In the last few years, several investigations have examined the relationship between exposure to environmental chemicals and epigenetics, and identified several toxicants that modify epigenetic marks. Most of the studies conducted so far have been focused on DNA methylation, whereas only a few recent investigations have studied the effects of environmental chemicals on histone modifications (Baccarelli and Bollati, 2009). In animal models, environmental effects that might involve epigenetic mechanisms have been shown to be transmitted transgenerationally. Whether the transgenerational epigenetic effects of environmental exposures are present in humans, or whether epigenetic inheritance exists at all in humans, remains to be elucidated.

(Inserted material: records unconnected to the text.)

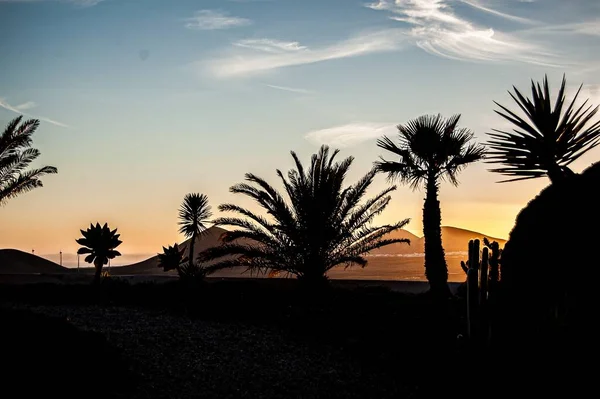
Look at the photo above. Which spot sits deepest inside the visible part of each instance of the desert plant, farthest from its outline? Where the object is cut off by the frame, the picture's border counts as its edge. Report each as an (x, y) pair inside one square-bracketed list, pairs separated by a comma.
[(193, 217), (549, 142), (16, 155), (172, 258), (100, 243), (320, 226), (431, 149)]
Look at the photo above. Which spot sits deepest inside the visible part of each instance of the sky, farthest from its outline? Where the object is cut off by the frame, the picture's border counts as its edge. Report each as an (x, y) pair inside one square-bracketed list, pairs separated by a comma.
[(143, 101)]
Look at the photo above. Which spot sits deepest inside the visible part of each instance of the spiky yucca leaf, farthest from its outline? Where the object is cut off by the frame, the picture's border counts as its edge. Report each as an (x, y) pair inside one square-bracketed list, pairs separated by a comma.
[(171, 258), (547, 140)]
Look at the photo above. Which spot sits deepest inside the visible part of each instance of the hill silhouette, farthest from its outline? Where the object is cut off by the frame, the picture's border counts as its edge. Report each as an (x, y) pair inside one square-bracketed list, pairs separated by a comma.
[(210, 238), (454, 239), (13, 261)]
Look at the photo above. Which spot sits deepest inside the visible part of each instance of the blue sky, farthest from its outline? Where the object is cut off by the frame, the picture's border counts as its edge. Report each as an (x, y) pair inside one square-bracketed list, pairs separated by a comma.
[(143, 101)]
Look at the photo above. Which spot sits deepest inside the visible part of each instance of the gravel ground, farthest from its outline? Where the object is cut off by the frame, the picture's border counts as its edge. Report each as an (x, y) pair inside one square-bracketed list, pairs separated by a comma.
[(178, 357)]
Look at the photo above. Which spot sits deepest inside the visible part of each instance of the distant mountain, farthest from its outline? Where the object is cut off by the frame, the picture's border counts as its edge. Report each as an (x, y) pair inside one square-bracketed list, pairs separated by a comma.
[(454, 239), (210, 238), (13, 261)]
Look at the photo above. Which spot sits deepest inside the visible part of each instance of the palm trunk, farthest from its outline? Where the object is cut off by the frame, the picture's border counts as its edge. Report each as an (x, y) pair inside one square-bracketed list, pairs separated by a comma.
[(98, 272), (436, 269), (191, 256)]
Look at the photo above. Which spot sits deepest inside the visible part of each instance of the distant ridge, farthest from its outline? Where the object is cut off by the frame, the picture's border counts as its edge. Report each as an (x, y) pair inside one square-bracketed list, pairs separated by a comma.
[(13, 261)]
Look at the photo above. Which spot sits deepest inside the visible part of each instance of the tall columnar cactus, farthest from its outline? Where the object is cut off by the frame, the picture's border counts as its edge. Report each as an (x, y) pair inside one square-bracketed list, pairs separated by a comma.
[(482, 269)]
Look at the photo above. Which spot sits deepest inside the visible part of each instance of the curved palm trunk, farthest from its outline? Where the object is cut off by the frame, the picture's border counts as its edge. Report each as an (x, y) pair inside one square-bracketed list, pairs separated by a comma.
[(436, 269), (98, 272), (191, 256)]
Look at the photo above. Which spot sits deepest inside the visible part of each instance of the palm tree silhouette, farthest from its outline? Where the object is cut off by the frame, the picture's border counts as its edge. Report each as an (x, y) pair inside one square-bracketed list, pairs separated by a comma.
[(321, 225), (171, 258), (193, 217), (549, 142), (100, 243), (15, 156), (430, 149)]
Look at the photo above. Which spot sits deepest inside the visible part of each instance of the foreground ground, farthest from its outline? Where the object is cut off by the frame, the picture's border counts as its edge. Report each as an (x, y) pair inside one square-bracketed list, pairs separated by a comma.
[(251, 344), (247, 339)]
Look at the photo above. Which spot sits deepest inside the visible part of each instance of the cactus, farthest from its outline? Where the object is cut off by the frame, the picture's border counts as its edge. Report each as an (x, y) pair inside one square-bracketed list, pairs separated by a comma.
[(482, 270)]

Nonetheless, growing evidence indicates that epigenetics holds substantial potential for developing biological markers to predict which exposures would put exposed subjects at risk and which individuals will be more susceptible to develop disease. In human studies, this will require the use of laboratory methods with enhanced precision, sensitivity and coverage, so that epigenetic changes can be detected as early as possible and well ahead of disease diagnosis. For several exposures, it has been proven that chemicals can alter epigenetic marks and that the same or similar epigenetic alterations can be found in patients with the disease of concern and/or in diseased tissues. Future prospective investigations are required to determine whether exposed subjects develop epigenetic alterations over time and, in turn, whether such alterations increase the risk of disease.